Secondo quanto ricostruito dalla Procura partenopea (sostituti Antonello Ardituro e Graziella Arlomede), a diffondere per primo il segreto investigativo sarebbe stato il bancario Francesco Chianese, che nel settembre 2018 riceve il decreto di esibizione di documenti da parte della Dda di Napoli relativo a varie aziende che hanno conti nella banca, tra cui la Macfer srl di De Vito.
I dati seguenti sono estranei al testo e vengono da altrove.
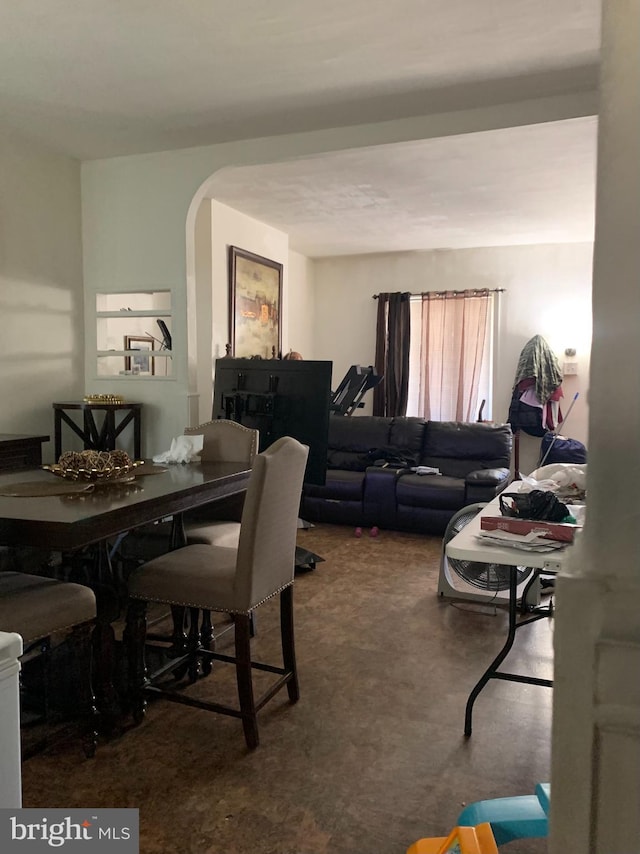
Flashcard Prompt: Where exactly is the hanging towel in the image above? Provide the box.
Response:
[513,335,562,406]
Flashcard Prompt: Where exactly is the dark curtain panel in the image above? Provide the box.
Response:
[373,292,411,416]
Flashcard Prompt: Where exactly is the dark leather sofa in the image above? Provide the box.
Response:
[301,415,512,534]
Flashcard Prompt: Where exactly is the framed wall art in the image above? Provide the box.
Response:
[229,246,282,359]
[124,335,154,376]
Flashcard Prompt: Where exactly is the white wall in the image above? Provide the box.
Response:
[314,243,593,471]
[0,136,84,462]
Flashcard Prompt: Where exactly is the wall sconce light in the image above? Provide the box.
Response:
[562,347,578,377]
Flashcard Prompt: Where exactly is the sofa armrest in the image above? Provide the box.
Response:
[465,468,509,504]
[363,466,406,529]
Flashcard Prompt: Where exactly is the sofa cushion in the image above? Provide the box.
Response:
[396,474,465,510]
[329,415,392,454]
[304,468,365,501]
[420,421,512,477]
[327,415,392,472]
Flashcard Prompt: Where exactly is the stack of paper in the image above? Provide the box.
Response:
[477,530,566,552]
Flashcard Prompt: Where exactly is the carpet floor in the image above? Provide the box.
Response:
[18,525,553,854]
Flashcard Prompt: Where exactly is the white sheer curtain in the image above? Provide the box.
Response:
[407,290,493,421]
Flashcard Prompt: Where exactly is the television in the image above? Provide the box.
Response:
[156,318,171,350]
[212,357,333,485]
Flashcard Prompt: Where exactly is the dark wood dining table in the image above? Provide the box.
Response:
[0,461,250,718]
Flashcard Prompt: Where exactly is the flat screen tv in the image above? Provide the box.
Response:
[212,358,333,484]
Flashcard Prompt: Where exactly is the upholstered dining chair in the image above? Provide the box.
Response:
[0,572,98,757]
[123,436,308,750]
[184,418,260,548]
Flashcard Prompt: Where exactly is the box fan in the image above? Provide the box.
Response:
[438,503,540,606]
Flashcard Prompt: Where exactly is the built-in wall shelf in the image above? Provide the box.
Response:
[96,309,171,317]
[95,290,174,381]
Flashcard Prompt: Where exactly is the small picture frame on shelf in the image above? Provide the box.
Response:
[124,335,155,376]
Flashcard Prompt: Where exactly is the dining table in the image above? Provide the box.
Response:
[0,460,250,723]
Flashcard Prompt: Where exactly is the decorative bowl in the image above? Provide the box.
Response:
[42,451,143,483]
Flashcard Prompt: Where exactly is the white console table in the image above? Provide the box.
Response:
[446,481,580,737]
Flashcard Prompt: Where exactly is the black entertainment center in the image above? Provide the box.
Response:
[212,357,333,485]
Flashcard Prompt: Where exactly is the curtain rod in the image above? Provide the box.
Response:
[371,288,506,299]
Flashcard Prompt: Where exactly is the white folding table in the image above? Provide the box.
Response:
[445,492,580,737]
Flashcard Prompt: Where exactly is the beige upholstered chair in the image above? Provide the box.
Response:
[184,418,259,548]
[0,572,97,756]
[124,437,308,749]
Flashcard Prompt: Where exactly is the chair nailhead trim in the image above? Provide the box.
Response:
[131,581,293,614]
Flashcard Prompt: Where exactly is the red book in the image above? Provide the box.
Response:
[480,516,578,543]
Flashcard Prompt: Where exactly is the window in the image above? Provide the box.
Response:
[407,290,498,421]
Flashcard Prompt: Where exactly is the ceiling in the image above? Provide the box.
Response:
[0,0,600,257]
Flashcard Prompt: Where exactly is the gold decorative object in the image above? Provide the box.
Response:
[42,451,143,483]
[82,394,124,403]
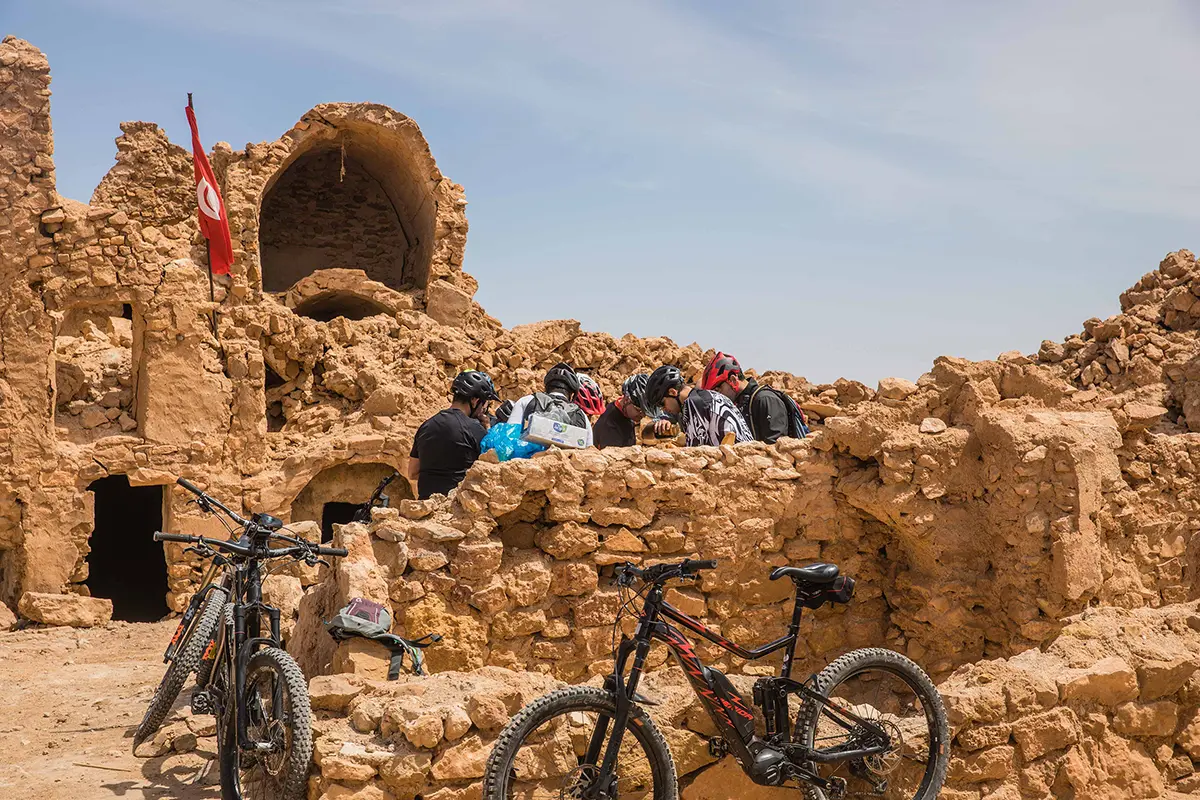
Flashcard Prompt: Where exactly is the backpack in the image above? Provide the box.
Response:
[521,392,588,433]
[325,597,442,680]
[746,385,809,439]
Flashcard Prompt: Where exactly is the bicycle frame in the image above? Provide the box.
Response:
[597,575,889,798]
[212,537,282,750]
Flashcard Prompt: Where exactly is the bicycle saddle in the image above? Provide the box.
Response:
[770,564,838,585]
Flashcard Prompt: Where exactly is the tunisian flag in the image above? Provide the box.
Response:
[186,104,233,275]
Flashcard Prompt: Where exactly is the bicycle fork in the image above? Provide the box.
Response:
[583,636,650,800]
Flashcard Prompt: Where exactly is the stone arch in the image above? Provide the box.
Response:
[290,461,413,539]
[258,104,456,291]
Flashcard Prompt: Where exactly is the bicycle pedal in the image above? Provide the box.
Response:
[192,692,212,714]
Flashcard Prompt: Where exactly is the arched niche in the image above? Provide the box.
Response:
[292,290,392,323]
[290,462,413,541]
[258,127,437,293]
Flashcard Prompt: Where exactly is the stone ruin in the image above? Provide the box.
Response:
[0,37,1200,800]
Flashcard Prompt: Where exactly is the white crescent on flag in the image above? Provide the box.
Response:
[196,178,221,219]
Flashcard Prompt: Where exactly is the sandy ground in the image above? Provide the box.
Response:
[0,621,220,800]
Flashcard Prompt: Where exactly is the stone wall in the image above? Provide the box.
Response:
[259,148,414,291]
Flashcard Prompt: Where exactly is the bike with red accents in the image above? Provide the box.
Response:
[484,559,949,800]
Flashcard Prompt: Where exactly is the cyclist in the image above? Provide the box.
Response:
[408,369,500,500]
[592,372,671,447]
[646,365,752,447]
[509,361,593,447]
[700,353,790,444]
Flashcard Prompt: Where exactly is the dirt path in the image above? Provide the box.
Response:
[0,621,220,800]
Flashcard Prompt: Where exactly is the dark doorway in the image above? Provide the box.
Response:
[320,503,359,542]
[85,475,170,622]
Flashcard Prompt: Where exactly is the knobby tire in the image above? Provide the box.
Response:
[482,686,679,800]
[133,587,228,750]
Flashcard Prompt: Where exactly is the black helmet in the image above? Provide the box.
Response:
[450,369,500,399]
[620,372,649,411]
[643,365,684,409]
[542,361,580,397]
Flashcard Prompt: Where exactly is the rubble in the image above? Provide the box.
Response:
[17,591,113,627]
[0,37,1200,800]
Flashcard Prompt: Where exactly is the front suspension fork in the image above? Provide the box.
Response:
[583,638,650,800]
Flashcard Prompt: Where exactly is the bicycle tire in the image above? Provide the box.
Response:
[796,648,950,800]
[133,587,227,750]
[482,686,679,800]
[217,648,312,800]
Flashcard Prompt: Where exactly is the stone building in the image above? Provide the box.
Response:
[0,37,768,619]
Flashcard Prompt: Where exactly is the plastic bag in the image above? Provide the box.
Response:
[480,422,546,461]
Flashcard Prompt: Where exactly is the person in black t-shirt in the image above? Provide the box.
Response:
[592,372,671,447]
[408,369,500,500]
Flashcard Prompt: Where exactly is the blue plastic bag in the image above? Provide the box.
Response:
[480,422,546,461]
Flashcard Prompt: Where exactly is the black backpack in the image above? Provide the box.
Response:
[746,385,809,439]
[521,392,588,433]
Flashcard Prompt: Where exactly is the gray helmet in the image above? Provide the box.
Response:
[620,372,649,414]
[450,369,500,399]
[643,365,684,409]
[542,361,580,397]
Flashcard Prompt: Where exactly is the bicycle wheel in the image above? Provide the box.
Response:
[133,587,227,750]
[484,686,679,800]
[217,648,312,800]
[796,648,950,800]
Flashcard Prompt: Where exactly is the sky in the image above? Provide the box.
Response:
[0,0,1200,385]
Nel decreto sono riportati il numero del procedimento penale, il magistrato procedente e la polizia giudiziaria delegata, e il funzionario passa queste informazioni a De Vito; questi si rivolge quindi al cugino, l’avvocato penalista Casertano che a sua volta compulsa il carabiniere della Procura per avere info più approfondite sull’indagine. Tutte le notizie riservate che De Vito riesce a sapere le gira a Nicola Schiavone, e ciò emerge dalla rilevante conversazione del 7 gennaio 2019, in cui De Vito e Schiavone parlano di “RG”, riferendosi al registro generale delle notizie di reato; i due abbassano la voce per paura di essere intercettati, ma i carabinieri annotano e accertano che il primo dà al secondo le cifre del fascicolo e il nome del pm e anche il reparto dell’Arma procedente (“Comando Carabinieri Caserta”).
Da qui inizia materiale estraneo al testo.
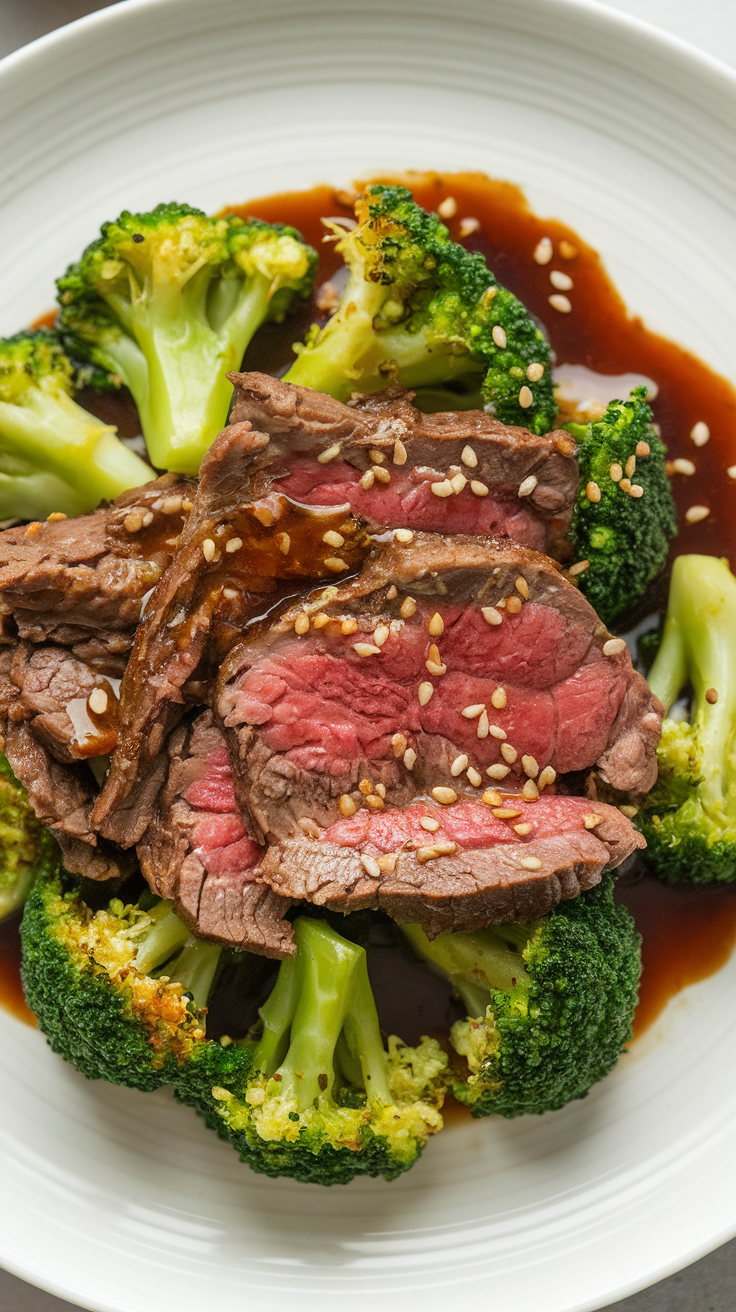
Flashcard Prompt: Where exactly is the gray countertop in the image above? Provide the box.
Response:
[0,0,736,1312]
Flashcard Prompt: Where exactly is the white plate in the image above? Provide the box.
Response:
[0,0,736,1312]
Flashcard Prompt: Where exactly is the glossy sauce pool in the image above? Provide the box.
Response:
[0,173,736,1054]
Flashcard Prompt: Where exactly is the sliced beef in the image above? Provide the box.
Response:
[138,711,295,958]
[0,474,195,673]
[230,373,579,554]
[94,424,363,846]
[215,534,663,841]
[0,643,133,879]
[260,795,645,938]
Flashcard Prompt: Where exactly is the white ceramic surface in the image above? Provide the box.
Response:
[0,0,736,1312]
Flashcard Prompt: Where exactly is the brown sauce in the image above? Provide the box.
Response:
[0,173,736,1033]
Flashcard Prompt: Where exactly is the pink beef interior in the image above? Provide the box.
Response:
[277,455,546,551]
[227,601,627,786]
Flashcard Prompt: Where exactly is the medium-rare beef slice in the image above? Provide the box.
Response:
[94,424,365,846]
[138,711,295,958]
[260,794,637,938]
[0,643,133,879]
[215,534,663,841]
[0,474,195,661]
[230,373,579,552]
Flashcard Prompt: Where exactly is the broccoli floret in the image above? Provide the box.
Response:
[636,555,736,884]
[176,917,447,1185]
[567,387,677,625]
[0,328,153,520]
[21,866,222,1090]
[58,203,316,474]
[0,756,59,920]
[404,874,642,1117]
[285,186,556,433]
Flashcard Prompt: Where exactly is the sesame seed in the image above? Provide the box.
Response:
[690,419,711,446]
[550,269,573,291]
[533,237,554,264]
[685,505,710,523]
[391,733,407,760]
[432,787,458,807]
[417,842,458,862]
[87,687,108,715]
[317,442,340,464]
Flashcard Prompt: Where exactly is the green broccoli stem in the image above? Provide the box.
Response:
[648,555,736,813]
[401,925,535,1019]
[105,265,272,474]
[0,386,153,514]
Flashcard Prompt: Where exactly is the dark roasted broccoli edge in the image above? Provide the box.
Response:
[401,874,642,1118]
[568,387,677,625]
[636,555,736,884]
[285,185,556,433]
Allora loro devono avere tutta la documentazione, tanto noi facciamo quello che abbiamo fatto venti trent’anni fa” dice Schiavone; “ci colleghiamo all’indagine” gli fa eco De Vito. I due pensano che si tratti di roba vecchia. “Da 15 a 20 anni a questa parte, non ci sono reati penalmente rilevanti” sottolinea Schiavone cercando di tranquillizzare De Vito. “E’ colpa di Cosentino” dice quest’ultimo De Vito. Gli indagati hanno provato ad avvicinare anche un altro carabiniere in servizio fino al maggio 2020 alla segreteria del Procuratore, ma il militare non si è mai prestato al gioco, come confermato in un interrogatorio al pm.

Figurano anche un paio di costosi gemelli d’oro di Cartier, del valore di 600 euro, tra i beni che un ex dirigente di RFI avrebbe ricevuto in cambio dei suoi “servigi”. La circostanza emerge dall’ordinanza con la quale il gip di Napoli Giovanna Cervo ha disposto, complessivamente, 35 misure cautelari, nei confronti, tra gli altri, di imprenditori ritenuti in rapporti d’affari con il clan dei Casalesi (fazione Schiavone), dirigenti all’epoca dei fatti di Rete Ferroviaria Italiana.
Nell’ambito “di un duraturo rapporto corruttivo“, scrive il gip (l’inchiesta spazia da gennaio 2018 a inizio aprile 2019) i funzionari indagati avrebbero ricevuto doni alimentari, cravatte di pregio, oggetti di vario tipo, soggiorni alberghieri e costose cene. Due ex dirigenti, inoltre, avrebbero ottenuto periodicamente, somme di denaro in contanti, di circa mille euro mensili.
Per tutti, infine, Nicola Schiavone si era offerto di intercedere presso i vertici di RFI con i quali era in rapporti, per sostenere le carriere dei funzionari.